Musikalische Wahlkampfunterstützung im Club der Volkssolidarität in Bergen

23. August: Musikalische Wahlkampfhilfe

Unseren Infostand hatten wir heute – wieder mit Kerstin – vor dem LIDL-Markt in Bergen. Hier konnte ich auch mein acht Meter langes Transparent aufhängen, und Detlef Hutschenreuter mit seiner Gruppe aus Sachsen spielte Klezmer-Musik. Auch sie haben bei mir übernachtet. Detlef hatte Rügen zu DDR-Zeiten gar nicht positiv erlebt. Er war Bausoldat in Prora.
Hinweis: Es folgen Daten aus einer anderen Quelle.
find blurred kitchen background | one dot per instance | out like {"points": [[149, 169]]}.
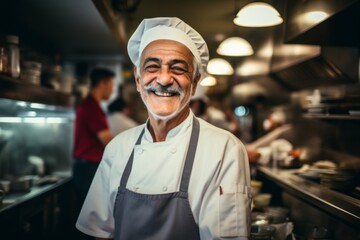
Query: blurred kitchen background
{"points": [[306, 69]]}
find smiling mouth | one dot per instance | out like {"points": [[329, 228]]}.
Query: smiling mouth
{"points": [[165, 94]]}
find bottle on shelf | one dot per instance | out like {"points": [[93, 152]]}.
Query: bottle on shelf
{"points": [[13, 55], [3, 59]]}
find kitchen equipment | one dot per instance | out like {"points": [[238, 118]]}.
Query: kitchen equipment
{"points": [[339, 179], [262, 232], [22, 184], [277, 214], [255, 187], [5, 185], [2, 194]]}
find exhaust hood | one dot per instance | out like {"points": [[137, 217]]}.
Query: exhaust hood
{"points": [[324, 54]]}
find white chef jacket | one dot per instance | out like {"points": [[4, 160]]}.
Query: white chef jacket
{"points": [[119, 122], [219, 187]]}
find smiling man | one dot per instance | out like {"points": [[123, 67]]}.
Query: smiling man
{"points": [[176, 176]]}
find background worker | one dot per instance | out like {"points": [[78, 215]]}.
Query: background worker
{"points": [[91, 131]]}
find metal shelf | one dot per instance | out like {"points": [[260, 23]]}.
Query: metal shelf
{"points": [[18, 90]]}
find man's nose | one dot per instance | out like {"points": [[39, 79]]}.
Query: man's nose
{"points": [[165, 76]]}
Lothar fuhr mit Uwe und Maik den ganzen Tag zum Plakatieren in Bergen, Prora, Binz, Sellin (in Göhren ist es verboten). Die Mittagspause schenkte ich mir und verteilten stattdessen Material in Ketleshagen, Güstelitz, Tetel, Zittvik und Buschvitz. Ab 14 Uhr hatte ich dann meine Vorstellung und Diskussion in der Volkssolidarität in Bergen. Dort wurde es sehr schwierig, denn die meisten Besucherinnen und Besucher beschäftigte die Flüchtlingsfrage – und das mit allen existierenden Vorurteilen – sie kämen nur aus wirtschaftlichen Gründen nach Deutschland, erhielten viel mehr Geld als Deutsche, führen große Autos. Auch wenn ich davon erzählte, was ich in den Kriegen im Irak oder Afghanistan selbst erlebte hatte, wie viele Gründe die Menschen dort für die Flucht haben, bewirkte ich wenig. Detlef Hutschenreuter, der auch dort spielte, unterstützte mich schließlich auch. Empört waren aber einige Beucher auch über Erdogan und Merkels Politik ihm gegenüber, über die Rente mit 69 und die Forderung der Bundesregierung, Vorräte für zehn Tage anzulegen.